🤖 AI Summary
This work addresses the challenge of costly human annotation of negative samples for reference faithfulness detection in Chinese Retrieval-Augmented Generation (RAG) systems. To overcome this, we propose a low-cost, two-stage human annotation paradigm and introduce CiteCheck—the first large-scale, high-quality, and class-balanced Chinese benchmark dataset for citation faithfulness evaluation. Our methodology integrates LLM-assisted negative sampling, human-in-the-loop verification, and parameter-efficient fine-tuning (PEFT), substantially reducing annotation effort. Experiments reveal that state-of-the-art (SOTA) large language models still achieve limited accuracy on this challenging benchmark, whereas smaller LLMs—enhanced via LLM-generated training data and fine-tuned with PEFT—attain competitive performance.

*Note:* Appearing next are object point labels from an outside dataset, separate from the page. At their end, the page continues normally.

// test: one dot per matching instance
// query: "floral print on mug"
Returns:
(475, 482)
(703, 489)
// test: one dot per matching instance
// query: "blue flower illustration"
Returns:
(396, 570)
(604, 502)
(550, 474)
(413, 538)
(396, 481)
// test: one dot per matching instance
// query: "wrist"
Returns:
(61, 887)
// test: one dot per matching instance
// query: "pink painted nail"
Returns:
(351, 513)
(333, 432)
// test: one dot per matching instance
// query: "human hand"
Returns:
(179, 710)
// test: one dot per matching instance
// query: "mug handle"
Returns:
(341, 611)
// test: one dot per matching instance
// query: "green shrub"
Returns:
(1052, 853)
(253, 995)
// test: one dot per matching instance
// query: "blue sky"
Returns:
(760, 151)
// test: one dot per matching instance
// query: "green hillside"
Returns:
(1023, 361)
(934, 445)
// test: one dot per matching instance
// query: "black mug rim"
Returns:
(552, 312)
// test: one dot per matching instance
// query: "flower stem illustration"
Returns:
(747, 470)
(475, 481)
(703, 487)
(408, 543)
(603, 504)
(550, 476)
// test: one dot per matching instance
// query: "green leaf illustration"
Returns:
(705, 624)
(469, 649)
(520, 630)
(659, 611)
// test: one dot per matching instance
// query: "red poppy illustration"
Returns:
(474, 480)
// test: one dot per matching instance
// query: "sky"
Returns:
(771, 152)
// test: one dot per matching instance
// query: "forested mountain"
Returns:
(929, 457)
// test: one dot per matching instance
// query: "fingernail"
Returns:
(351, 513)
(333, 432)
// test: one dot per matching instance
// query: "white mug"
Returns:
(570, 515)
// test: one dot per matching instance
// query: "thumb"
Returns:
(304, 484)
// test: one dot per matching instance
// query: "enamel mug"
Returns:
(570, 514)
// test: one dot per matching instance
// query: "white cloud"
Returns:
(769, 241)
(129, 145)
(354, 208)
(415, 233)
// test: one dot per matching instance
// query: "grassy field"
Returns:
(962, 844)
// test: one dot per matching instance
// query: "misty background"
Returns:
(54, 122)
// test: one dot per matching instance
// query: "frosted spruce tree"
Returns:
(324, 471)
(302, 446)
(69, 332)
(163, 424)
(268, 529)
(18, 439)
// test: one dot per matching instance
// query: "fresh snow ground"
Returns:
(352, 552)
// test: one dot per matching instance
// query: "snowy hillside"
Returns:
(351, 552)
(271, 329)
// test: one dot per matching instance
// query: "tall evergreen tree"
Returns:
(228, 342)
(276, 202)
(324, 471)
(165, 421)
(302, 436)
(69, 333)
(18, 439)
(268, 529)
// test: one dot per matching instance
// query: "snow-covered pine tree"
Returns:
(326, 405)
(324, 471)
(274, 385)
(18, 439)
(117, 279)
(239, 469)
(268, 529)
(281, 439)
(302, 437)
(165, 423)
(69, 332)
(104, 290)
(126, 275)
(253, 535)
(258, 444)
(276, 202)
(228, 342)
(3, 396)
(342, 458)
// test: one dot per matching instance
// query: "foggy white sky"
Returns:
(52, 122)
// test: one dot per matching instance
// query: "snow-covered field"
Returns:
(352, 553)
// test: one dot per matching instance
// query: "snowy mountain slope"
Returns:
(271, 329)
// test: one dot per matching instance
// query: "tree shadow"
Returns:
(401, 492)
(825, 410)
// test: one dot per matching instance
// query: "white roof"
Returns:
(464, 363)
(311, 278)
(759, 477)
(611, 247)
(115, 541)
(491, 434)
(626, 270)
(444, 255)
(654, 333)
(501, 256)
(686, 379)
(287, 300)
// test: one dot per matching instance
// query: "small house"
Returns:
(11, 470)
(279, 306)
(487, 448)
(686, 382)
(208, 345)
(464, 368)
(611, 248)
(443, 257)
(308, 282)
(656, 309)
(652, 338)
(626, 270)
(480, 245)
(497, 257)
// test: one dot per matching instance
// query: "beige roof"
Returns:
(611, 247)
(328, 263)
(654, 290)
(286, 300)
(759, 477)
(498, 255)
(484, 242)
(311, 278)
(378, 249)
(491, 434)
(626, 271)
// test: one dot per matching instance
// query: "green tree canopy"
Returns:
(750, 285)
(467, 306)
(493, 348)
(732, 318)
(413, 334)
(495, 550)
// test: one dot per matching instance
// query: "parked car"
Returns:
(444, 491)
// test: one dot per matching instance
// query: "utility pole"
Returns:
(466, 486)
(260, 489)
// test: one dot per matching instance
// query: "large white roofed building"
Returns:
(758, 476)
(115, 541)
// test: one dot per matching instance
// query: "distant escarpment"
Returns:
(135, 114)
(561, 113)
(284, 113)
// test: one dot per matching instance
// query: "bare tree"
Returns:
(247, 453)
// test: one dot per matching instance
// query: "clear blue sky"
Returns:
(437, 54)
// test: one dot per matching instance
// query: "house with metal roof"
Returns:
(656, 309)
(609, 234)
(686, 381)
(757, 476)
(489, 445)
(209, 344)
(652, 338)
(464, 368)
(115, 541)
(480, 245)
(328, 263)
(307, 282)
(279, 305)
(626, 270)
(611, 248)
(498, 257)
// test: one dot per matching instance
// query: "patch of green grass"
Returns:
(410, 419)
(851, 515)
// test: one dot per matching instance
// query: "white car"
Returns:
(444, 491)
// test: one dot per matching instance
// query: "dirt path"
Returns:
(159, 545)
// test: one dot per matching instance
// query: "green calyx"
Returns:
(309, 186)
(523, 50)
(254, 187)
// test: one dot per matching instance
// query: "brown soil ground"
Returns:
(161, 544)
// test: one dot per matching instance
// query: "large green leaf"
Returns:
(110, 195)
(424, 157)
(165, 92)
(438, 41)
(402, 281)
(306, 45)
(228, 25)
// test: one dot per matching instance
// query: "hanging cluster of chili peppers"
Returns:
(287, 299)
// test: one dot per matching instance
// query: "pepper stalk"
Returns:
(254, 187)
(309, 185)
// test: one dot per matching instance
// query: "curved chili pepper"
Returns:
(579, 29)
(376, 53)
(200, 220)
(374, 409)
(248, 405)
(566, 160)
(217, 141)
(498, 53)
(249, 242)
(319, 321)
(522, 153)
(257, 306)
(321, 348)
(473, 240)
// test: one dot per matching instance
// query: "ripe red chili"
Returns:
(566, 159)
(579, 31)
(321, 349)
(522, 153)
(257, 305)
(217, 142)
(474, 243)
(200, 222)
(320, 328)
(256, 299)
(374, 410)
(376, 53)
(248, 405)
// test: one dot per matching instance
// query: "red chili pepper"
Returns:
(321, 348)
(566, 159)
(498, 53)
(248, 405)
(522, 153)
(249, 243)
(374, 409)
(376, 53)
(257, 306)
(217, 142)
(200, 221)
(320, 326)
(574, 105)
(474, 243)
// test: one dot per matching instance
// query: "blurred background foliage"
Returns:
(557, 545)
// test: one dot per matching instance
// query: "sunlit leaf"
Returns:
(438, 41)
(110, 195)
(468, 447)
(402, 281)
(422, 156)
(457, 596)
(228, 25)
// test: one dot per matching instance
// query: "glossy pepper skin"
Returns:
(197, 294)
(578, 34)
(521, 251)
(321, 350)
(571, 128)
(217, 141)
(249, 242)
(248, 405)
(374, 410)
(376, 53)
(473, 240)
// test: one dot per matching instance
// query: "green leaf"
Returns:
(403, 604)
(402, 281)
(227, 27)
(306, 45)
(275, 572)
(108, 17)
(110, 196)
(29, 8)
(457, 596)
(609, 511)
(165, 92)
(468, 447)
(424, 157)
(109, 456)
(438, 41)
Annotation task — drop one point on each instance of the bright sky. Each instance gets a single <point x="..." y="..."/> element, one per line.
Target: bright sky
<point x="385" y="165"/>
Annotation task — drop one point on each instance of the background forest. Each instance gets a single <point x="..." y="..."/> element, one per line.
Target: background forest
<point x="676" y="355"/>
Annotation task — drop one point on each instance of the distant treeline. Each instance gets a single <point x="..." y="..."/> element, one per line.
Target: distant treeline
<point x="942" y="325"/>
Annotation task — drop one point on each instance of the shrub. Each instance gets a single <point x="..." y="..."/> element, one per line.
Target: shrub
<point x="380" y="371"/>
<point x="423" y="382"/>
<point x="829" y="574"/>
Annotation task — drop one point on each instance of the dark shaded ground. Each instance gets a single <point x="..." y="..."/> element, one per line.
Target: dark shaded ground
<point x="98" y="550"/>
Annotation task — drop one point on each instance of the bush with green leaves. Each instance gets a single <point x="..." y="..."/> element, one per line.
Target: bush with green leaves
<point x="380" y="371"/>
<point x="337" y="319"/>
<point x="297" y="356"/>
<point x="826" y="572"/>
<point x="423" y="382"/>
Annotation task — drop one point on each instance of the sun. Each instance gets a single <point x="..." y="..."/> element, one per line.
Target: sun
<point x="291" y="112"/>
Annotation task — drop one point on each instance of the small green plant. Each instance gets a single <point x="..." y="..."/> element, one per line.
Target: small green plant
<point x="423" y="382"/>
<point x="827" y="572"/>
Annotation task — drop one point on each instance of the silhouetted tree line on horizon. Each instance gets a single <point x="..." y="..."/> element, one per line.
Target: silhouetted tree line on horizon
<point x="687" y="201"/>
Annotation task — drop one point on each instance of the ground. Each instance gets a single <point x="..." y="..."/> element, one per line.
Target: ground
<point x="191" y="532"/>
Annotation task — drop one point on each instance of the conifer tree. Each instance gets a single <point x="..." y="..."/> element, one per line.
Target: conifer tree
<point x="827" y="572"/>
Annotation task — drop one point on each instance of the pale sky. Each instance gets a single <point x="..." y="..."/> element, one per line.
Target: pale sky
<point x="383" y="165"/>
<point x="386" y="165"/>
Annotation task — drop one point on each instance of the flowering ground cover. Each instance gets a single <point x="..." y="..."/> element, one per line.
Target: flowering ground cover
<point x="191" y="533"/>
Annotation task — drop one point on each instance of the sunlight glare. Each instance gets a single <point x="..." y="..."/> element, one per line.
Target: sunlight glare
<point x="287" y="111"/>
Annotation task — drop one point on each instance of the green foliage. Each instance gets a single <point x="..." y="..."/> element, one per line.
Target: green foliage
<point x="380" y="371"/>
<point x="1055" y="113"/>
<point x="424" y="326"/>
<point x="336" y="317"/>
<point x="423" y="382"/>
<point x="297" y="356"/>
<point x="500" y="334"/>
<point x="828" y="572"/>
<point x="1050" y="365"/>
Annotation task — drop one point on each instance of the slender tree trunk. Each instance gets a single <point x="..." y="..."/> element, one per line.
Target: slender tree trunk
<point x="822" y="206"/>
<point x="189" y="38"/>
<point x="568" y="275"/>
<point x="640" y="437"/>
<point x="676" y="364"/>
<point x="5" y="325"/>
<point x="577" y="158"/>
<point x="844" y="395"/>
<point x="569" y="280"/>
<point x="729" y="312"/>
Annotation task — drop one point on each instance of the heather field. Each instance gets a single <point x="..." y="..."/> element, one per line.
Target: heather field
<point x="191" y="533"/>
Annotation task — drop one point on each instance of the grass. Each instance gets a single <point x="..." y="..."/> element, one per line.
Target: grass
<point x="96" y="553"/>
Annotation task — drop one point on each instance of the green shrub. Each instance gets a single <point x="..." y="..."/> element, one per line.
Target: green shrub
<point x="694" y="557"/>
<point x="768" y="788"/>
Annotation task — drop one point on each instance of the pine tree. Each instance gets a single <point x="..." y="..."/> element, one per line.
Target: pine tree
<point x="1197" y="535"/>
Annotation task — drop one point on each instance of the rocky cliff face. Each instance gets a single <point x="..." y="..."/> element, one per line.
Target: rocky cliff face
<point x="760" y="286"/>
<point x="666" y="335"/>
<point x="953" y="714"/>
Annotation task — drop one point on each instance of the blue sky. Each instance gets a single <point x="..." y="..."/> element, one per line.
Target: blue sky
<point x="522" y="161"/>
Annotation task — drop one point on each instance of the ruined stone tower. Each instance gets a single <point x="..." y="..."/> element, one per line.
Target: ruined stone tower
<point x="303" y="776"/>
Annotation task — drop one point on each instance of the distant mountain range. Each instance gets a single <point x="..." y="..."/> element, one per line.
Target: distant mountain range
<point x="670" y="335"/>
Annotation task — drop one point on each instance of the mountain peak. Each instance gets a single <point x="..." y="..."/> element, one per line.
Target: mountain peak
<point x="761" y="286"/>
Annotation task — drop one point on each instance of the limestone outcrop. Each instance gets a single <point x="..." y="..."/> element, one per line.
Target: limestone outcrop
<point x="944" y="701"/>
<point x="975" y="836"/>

The CiteCheck dataset is publicly released, establishing a critical infrastructure for advancing trustworthy RAG research in Chinese.
📝 Abstract
Citation faithfulness detection is critical for enhancing retrieval-augmented generation (RAG) systems, yet large-scale Chinese datasets for this task are scarce. Existing methods face prohibitive costs due to the need for manually annotated negative samples. To address this, we introduce the first large-scale Chinese dataset CiteCheck for citation faithfulness detection, constructed via a cost-effective approach using two-stage manual annotation. This method balances positive and negative samples while significantly reducing annotation expenses. CiteCheck comprises training and test splits. Experiments demonstrate that: (1) the test samples are highly challenging, with even state-of-the-art LLMs failing to achieve high accuracy; and (2) training data augmented with LLM-generated negative samples enables smaller models to attain strong performance using parameter-efficient fine-tuning. CiteCheck provides a robust foundation for advancing citation faithfulness detection in Chinese RAG systems. The dataset is publicly available to facilitate research.